New York Governor Andrew M. Cuomo ordered the state to take emergency action to protect manicurists in New York City on Sunday. A new multi-agency task force will conduct door-to-door audits of nail salons across the city in order to safeguard workers from toxic chemicals and stolen wages exposed by a recent investigation by reporter Sarah Maslin Nir for the New York Times.
“New York State has a long history of confronting wage theft and unfair labor practices head on and today, with the formation of this new Enforcement Task Force, we are aggressively following in that tradition,” Governor Cuomo said in a statement. “We will not stand idly by as workers are deprived of their hard-earned wages and robbed of their most basic rights.”

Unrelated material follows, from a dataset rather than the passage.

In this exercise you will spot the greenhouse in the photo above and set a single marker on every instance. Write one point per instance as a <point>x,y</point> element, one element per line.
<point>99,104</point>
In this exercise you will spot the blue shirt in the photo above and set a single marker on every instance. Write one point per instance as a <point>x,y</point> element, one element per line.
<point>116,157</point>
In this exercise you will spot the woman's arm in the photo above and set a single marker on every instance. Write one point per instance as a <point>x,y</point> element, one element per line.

The salon crackdown comes on the heels of a set of articles written by Nir that called attention to the hazardous working conditions and unfair labor practices workers experience in nail salons throughout New York City in the two-part series, “Unvarnished." The new task force was scrambled in the aftermath of the paper’s investigation and is taking immediate action to protect vulnerable workers, writes Nir:
Under new rules, manicurists must wear gloves to reduce the risks of contracting skin conditions, such as fungal infections and warts, and developing burns from handling chemicals.

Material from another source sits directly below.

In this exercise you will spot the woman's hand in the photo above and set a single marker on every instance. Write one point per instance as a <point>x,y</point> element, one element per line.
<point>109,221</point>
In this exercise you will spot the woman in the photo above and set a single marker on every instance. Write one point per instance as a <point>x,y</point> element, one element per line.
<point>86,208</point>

The plan currently will also require masks, though occupational health experts say the hospital-style masks that manicurists sometimes wear give only the appearance of safety. Such masks do almost nothing to prevent exposure to chemicals, such as dibutyl phthalate, toluene and formaldehyde, that are used in nail products and have been linked to leukemia and fetal defects. And salons will be required to be ventilated, to reduce the chemical fumes.

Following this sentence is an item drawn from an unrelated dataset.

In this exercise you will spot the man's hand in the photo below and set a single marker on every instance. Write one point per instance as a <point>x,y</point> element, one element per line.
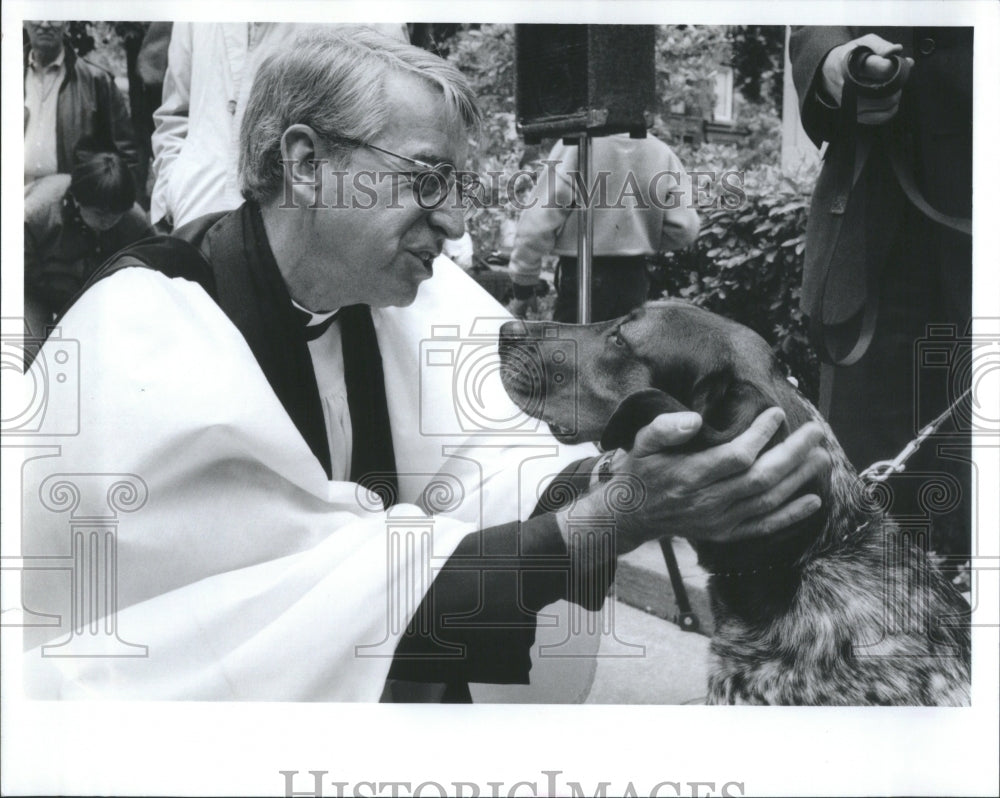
<point>728,492</point>
<point>877,67</point>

A growing body of research shows that long-term exposure to the chemicals that make nail polish dry quickly and chip less often is linked to serious health problems such as respiratory conditions, cancer and miscarriages. While there have been few studies devoted to how nail salon workers are affected by the chemicals, some health officials are concerned. As one of the agencies in the task force, the State Health Department will conduct a study to determine the safest practices for salon workers. Salons will also be required to publicly display signs in six languages informing their staff of their rights, including that it is illegal to pay a fee for a job or to work without wages. Both are common practices in the nail salon industry, writes Nir.
Many salon workers are undocumented and often don’t speak much English, making them vulnerable to exploitation. As a result, the government agencies in the task force will not ask workers about their immigration status during their investigations, the governor’s office told Nir. Salon owners will be required to be bonded to make sure their workers are paid fully and on time and will lose their license to operate if they do not take immediate action to meet state law. State agencies will also conduct an education campaign in community groups across the city to inform workers of their right to a fair wage regardless of immigration status.
“Staff members from several agencies reacted strongly, and began to call one another upon reading the findings,” writes Nir.
While the emergency measures were pulled together quickly, the governor’s office told Nir this is just the first step and that will continue to work to protect salon workers from dangerous and exploitative working conditions.